Peu de dirigeants européens seraient satisfaits de voir Viktor Orbán (président du parti nationaliste hongrois Fidesz) diriger ces réunions cruciales. En effet, l’homme fort de la Hongrie, qui cultive des liens étroits avec le président russe Vladimir Poutine et qui est largement accusé d’avoir sapé la démocratie et l’État de droit dans son pays, a également été accusé au fil des années d’avoir pris en otage l’UE dans certaines décisions.
En décembre, il a notamment bloqué l’aide à l’Ukraine, après une concession sur l’ouverture des négociations d’adhésion à l’UE avec le pays en guerre.
Interrogé sur l’annonce de Charles Michel, Alexander De Croo n’a pas semblé inquiet, car « c’est ce que font les responsables politiques, participer aux élections », a-t-il déclaré.
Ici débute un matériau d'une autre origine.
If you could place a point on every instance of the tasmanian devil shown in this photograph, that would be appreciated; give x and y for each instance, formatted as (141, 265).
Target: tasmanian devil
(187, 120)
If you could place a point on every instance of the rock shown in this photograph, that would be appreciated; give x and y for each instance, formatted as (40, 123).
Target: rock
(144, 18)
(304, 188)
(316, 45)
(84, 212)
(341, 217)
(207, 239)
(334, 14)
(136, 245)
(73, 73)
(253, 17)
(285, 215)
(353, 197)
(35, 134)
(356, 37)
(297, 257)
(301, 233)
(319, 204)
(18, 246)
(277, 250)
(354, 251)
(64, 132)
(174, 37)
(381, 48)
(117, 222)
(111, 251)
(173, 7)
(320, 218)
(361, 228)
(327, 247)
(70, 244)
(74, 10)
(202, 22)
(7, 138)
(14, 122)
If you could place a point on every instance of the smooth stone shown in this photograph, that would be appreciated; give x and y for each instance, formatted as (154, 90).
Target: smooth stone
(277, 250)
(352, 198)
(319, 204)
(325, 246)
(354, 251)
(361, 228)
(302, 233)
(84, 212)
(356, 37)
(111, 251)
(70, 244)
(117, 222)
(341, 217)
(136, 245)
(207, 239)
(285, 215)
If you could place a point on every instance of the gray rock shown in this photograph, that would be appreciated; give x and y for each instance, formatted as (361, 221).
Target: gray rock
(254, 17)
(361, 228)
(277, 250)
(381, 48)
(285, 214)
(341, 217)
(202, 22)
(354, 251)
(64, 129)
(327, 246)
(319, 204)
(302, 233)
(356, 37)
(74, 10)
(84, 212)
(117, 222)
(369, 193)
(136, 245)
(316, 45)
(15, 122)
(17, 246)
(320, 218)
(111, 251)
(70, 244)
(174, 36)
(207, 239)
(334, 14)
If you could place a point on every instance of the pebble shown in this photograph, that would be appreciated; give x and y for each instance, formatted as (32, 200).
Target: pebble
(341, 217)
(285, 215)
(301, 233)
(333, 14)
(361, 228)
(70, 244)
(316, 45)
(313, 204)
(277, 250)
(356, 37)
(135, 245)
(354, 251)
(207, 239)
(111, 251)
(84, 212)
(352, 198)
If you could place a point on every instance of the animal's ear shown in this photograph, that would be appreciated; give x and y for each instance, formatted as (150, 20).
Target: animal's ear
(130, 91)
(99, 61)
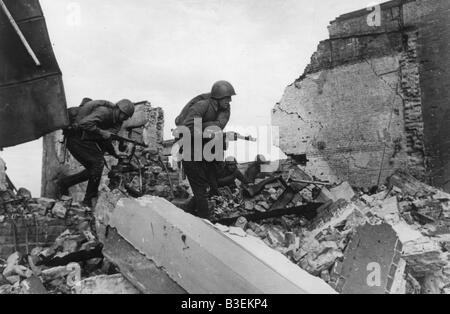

En outre, M. De Croo est convaincu que les compétences qu’il a développées en politique belge l’aideront à obtenir un consensus parmi les 27 dirigeants, concernant l’aide à l’Ukraine, entre autres.
« Ai-je des messages à transmettre à Viktor Orbán ? Oui, mais je les lui transmettrai directement et non par l’intermédiaire de la presse, car je pense que quand il y a trop de communication et de lettres ouvertes, cela complique les choses », a ajouté le dirigeant belge.
La vision de la Belgique pour l’avenir
Après le mois d’avril, la présidence belge aura tout le temps de se concentrer sur l’élaboration des priorités pour le prochain cycle législatif qui débutera après les élections européennes, et qui, selon les Belges, devrait se concentrer sur la transition écologique et le renforcement de la compétitivité de l’industrie européenne.
« Le climat et l’industrie ont trop souvent été opposés l’un à l’autre, et je pense que ce n’est pas la bonne approche. Maintenir l’industrie lourde et à forte consommation énergétique en Europe est la chose la plus importante pour atteindre nos objectifs mondiaux en matière de climat », a-t-il ajouté.
Ses propos font écho à un discours tenu début décembre à la COP28, lorsqu’il avait affirmé qu’il serait impossible de construire « un paradis climatique sur un désert industriel ».
Les priorités de la prochaine législature, selon lui, incluent la nécessité de réformer l’UE en vue des élargissements futurs, avec une discussion sur les priorités de l’UE pour l’avenir, le modèle de gouvernance et le financement de cette Union.
Alexander De Croo souhaite également renforcer l’influence de l’UE sur la scène internationale afin de « mener le débat », car les Européens paient souvent le prix des crises internationales, a-t-il déclaré.